Figures 17 and 18 show the dependence of the indentation pressure on νc for the three different indentor sizes γ, for both values of E. Fig. 17 shows the data from the reference data set which is compared to the limit A → ∞ from the uniaxial compression, for which Eq. (30) is plotted in there. Fig. 18 shows the results for the scaled simulations. In both cases, a size effect due to different values of A is observed. Penetration with a smaller size leads to a higher pressure. Three values of γ are however not sufficient to verify the A−1/2 dependence, but in the limit of large A the data is consistent with the macroscopic compression strength.

All figures in the present section will contain datapoints that correspond to certain values of φ, τ and γ. Unless specified explicitly, we follow a consistent scheme: A datapoint is always the mean over the three realizaztions that share the same parameters.
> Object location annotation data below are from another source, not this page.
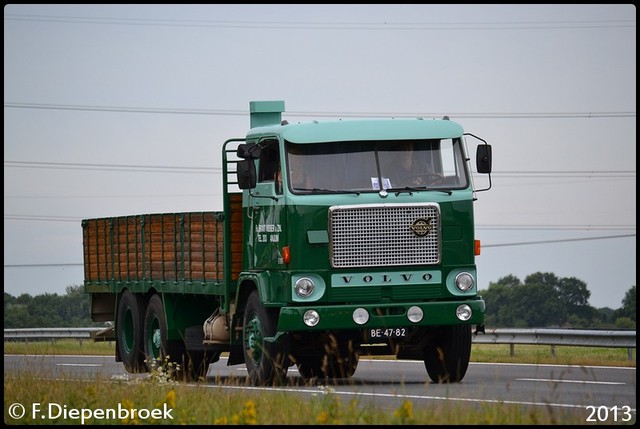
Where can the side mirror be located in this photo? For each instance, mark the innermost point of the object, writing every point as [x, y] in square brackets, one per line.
[246, 174]
[483, 158]
[249, 151]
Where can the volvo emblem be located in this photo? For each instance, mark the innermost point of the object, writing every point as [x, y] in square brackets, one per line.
[421, 226]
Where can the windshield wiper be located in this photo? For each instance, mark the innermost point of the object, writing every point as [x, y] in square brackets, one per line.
[410, 190]
[328, 191]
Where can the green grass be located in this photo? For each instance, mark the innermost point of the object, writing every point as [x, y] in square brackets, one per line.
[220, 406]
[224, 405]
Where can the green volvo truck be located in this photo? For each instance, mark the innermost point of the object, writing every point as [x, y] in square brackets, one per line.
[337, 239]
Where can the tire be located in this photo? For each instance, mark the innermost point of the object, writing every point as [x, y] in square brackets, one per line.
[267, 362]
[155, 334]
[129, 332]
[447, 357]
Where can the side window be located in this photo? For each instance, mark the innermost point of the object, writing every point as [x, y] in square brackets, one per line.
[269, 167]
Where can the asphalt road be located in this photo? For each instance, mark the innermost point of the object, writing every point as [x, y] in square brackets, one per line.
[388, 383]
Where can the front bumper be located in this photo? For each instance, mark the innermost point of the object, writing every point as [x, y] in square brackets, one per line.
[337, 317]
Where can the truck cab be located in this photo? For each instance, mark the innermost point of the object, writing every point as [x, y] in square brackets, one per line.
[358, 239]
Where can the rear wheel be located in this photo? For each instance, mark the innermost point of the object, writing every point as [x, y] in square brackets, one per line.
[129, 331]
[447, 357]
[266, 361]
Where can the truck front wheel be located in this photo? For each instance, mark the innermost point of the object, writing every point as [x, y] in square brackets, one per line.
[446, 358]
[168, 357]
[129, 322]
[266, 361]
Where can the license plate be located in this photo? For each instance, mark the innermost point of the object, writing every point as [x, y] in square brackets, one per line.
[382, 333]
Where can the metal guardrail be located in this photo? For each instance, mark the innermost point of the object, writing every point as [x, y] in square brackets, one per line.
[559, 337]
[35, 334]
[551, 337]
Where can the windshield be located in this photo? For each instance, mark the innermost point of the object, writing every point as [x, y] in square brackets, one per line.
[374, 165]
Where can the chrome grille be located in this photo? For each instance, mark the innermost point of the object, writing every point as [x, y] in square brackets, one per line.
[382, 235]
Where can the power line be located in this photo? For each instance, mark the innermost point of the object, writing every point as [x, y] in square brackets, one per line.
[524, 243]
[319, 25]
[111, 167]
[223, 112]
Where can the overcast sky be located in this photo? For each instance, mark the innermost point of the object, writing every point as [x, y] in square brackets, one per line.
[123, 109]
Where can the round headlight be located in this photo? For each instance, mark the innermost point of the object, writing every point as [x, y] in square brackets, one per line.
[360, 316]
[464, 281]
[463, 312]
[304, 287]
[311, 318]
[415, 314]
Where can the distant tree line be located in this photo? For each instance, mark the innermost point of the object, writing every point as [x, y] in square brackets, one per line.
[542, 301]
[547, 301]
[49, 310]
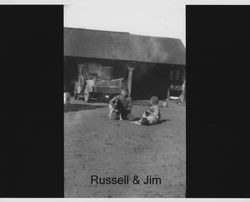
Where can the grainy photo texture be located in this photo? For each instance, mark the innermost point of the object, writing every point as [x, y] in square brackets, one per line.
[124, 108]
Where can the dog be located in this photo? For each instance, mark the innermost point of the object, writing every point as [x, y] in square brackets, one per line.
[115, 107]
[66, 100]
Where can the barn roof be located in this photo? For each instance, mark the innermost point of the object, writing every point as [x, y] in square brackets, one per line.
[123, 46]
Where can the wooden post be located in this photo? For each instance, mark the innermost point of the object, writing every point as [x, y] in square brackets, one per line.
[130, 76]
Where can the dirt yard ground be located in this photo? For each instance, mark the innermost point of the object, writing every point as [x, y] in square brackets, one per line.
[95, 145]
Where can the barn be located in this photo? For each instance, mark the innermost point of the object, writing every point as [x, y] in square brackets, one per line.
[148, 65]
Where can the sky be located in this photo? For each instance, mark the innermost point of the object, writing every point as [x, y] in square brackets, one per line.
[163, 18]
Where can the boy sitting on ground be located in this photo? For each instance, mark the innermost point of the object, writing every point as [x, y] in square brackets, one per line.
[151, 115]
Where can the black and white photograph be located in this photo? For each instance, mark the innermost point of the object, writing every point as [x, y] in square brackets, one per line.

Different colors will represent the different values of γ: 2 (red), 4 (green) and 6 (blue). Different markers will represent the different values of φ: 0.20 (circle), 0.25 (cross), 0.30 (star), 0.35 (square). Since the simulations for the scaled dataset were performed in a smaller box of size L0 = 0.01, the force will always be normalized by a squared lengthscale in the system. Thereby the comparison in magnitude of force can be made between simulations of the reference and the scaled dataset.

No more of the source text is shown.